Le Chili vient d’élire un nouveau président. José Antonio Kast est un héritier direct du pinochétisme. Ceux qui connaissent l’histoire du Chili des années 70-80 ont du mal à s’imaginer ce tournant « réactionnaire ». Et pourtant, les régimes socialistes qui ont voulu refonder le Chili ont fini par laisser fondre l’espoir de tout un peuple, accablé par des chocs brutaux qui ont gravement affecté l’économie des pays d’Amérique latine.

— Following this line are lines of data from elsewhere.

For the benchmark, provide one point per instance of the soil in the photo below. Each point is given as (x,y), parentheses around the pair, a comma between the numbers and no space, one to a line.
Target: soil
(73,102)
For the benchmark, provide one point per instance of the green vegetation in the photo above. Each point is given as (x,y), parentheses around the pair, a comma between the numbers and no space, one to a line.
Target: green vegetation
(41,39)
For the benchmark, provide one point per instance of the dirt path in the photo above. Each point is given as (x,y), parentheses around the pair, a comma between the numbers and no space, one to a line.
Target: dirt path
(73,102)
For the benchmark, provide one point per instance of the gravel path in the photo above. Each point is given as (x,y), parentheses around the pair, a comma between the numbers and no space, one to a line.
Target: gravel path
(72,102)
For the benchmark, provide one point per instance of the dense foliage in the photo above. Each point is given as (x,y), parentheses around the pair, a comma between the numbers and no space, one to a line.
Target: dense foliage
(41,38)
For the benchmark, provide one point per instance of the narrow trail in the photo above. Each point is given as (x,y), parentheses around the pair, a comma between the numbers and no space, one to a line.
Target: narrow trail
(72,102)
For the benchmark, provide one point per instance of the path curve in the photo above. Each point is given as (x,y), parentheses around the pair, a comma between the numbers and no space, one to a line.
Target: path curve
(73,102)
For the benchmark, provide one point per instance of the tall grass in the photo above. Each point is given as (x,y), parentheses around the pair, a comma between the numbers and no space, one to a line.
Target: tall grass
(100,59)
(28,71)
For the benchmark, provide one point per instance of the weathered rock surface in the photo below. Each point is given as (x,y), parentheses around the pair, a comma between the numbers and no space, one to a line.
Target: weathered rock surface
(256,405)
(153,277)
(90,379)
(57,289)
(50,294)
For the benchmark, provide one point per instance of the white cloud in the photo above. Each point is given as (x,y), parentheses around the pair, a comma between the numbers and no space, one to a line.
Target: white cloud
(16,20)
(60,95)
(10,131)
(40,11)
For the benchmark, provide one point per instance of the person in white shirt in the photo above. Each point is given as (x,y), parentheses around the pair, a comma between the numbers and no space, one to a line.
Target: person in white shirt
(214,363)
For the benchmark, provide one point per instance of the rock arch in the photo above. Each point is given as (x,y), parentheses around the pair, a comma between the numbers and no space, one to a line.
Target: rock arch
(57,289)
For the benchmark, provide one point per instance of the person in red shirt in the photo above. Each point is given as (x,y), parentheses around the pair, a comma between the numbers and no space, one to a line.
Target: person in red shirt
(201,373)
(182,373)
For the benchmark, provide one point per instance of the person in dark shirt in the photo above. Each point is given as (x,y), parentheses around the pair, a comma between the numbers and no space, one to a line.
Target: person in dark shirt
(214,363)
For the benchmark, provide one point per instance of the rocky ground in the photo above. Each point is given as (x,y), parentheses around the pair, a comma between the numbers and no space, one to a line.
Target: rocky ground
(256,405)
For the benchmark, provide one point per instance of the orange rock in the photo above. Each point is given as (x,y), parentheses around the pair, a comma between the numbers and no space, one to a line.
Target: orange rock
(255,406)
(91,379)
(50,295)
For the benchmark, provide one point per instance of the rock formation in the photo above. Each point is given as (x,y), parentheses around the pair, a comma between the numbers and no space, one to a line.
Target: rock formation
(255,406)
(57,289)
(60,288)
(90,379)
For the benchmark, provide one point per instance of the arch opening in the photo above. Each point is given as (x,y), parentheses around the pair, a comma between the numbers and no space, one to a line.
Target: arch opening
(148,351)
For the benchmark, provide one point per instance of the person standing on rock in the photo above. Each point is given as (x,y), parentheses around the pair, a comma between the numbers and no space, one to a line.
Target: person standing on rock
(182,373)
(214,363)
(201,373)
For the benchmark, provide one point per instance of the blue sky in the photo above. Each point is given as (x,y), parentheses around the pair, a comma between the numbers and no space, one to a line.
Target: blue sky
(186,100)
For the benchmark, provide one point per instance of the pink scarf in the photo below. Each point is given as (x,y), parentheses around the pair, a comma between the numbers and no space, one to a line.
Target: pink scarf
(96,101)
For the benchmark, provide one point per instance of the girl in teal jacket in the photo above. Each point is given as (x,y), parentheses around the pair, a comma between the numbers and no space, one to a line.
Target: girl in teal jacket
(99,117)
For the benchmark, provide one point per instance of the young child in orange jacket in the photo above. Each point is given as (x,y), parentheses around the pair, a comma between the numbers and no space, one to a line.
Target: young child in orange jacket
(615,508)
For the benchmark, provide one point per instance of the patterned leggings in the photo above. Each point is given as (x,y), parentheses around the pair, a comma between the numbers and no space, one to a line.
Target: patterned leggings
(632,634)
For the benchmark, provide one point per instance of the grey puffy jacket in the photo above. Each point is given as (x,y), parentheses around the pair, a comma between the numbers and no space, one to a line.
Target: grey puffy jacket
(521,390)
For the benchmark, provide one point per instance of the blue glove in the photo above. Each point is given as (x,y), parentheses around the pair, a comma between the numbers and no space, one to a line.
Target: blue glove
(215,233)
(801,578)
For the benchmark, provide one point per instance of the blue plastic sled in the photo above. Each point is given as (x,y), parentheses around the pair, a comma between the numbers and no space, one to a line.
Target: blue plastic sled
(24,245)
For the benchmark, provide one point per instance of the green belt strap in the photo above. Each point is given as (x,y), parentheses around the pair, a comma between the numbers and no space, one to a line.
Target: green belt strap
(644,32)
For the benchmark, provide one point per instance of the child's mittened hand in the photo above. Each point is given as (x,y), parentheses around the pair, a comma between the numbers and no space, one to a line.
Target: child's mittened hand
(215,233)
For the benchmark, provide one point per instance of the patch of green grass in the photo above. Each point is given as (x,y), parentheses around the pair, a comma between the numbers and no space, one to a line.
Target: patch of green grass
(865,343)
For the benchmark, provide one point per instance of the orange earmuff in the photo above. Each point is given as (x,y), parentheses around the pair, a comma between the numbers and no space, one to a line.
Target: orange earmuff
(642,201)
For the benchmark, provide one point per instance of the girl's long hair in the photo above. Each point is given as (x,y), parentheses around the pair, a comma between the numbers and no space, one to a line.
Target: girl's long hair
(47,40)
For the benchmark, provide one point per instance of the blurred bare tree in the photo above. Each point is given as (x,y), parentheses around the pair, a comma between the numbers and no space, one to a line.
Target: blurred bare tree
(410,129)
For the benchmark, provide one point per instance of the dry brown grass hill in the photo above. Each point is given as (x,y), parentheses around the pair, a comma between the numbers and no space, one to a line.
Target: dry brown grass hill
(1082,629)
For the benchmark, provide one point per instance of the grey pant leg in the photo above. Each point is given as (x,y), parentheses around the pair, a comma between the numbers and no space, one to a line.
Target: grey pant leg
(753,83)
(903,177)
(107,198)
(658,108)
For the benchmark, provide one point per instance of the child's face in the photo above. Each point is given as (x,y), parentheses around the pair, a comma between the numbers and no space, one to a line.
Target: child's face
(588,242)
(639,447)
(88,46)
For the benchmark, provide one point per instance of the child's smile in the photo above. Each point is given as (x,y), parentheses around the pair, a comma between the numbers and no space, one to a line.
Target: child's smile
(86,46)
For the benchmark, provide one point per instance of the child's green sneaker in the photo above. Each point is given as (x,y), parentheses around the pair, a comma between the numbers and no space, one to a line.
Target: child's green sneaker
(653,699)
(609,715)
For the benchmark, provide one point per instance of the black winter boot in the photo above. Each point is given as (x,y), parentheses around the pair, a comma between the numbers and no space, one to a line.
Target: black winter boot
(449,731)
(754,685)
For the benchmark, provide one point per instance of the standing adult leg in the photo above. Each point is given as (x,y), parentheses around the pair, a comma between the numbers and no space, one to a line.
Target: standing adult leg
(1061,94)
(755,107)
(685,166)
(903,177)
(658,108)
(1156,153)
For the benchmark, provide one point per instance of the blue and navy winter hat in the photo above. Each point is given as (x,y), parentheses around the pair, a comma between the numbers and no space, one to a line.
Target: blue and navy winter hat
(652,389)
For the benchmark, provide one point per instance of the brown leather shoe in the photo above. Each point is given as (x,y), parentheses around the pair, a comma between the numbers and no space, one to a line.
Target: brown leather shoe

De l’Argentine au Honduras — et aujourd’hui le Chili de José Antonio Kast —, l’histoire a montré qu’elle pouvait repasser les plats. Un certain révisionnisme historique, qui fait désormais florès au pays d’Allende et de Michelle Bachelet, affirme que la dictature était nécessaire.
Avec l’établissement du vote obligatoire, cinq millions de nouveaux électeurs, jeunes en majorité, qui n’ont pas connu les années de braise de la dictature, ont porté au pouvoir le candidat de la droite radicale. La gauche chilienne, qui se veut moderne, féministe et écologique, incarnée par la candidate Janet Jara, doit aujourd’hui se repenser.
Il faut comprendre qu’en dépit des ratés de la gauche de gouvernement, il y a la montée de l’insécurité et la hausse de l’immigration vénézuélienne et haïtienne. Aujourd’hui, la peur de « l’autre » et l’insécurité constituent d’excellents sujets de campagne un peu partout en Amérique. Les « grandes peurs » font toujours le lit des extrêmes, et le Chili, comme Haïti, n’y échappe pas. À la veille des élections de 2026 en Haïti, il faudra peut-être s’attendre, là aussi, à une demande radicale face à l’insécurité.
Reste maintenant à voir si ce basculement se traduira en actes durables, ou s’il ne sera qu’un épisode de plus dans une alternance nourrie par la fatigue, la peur et la défiance. Dans tous les cas, l’enjeu est clair : sans réponses concrètes sur la sécurité, l’économie et la cohésion sociale — et sans travail de mémoire — les démocraties laissent trop facilement le champ libre aux récits qui réhabilitent l’inacceptable.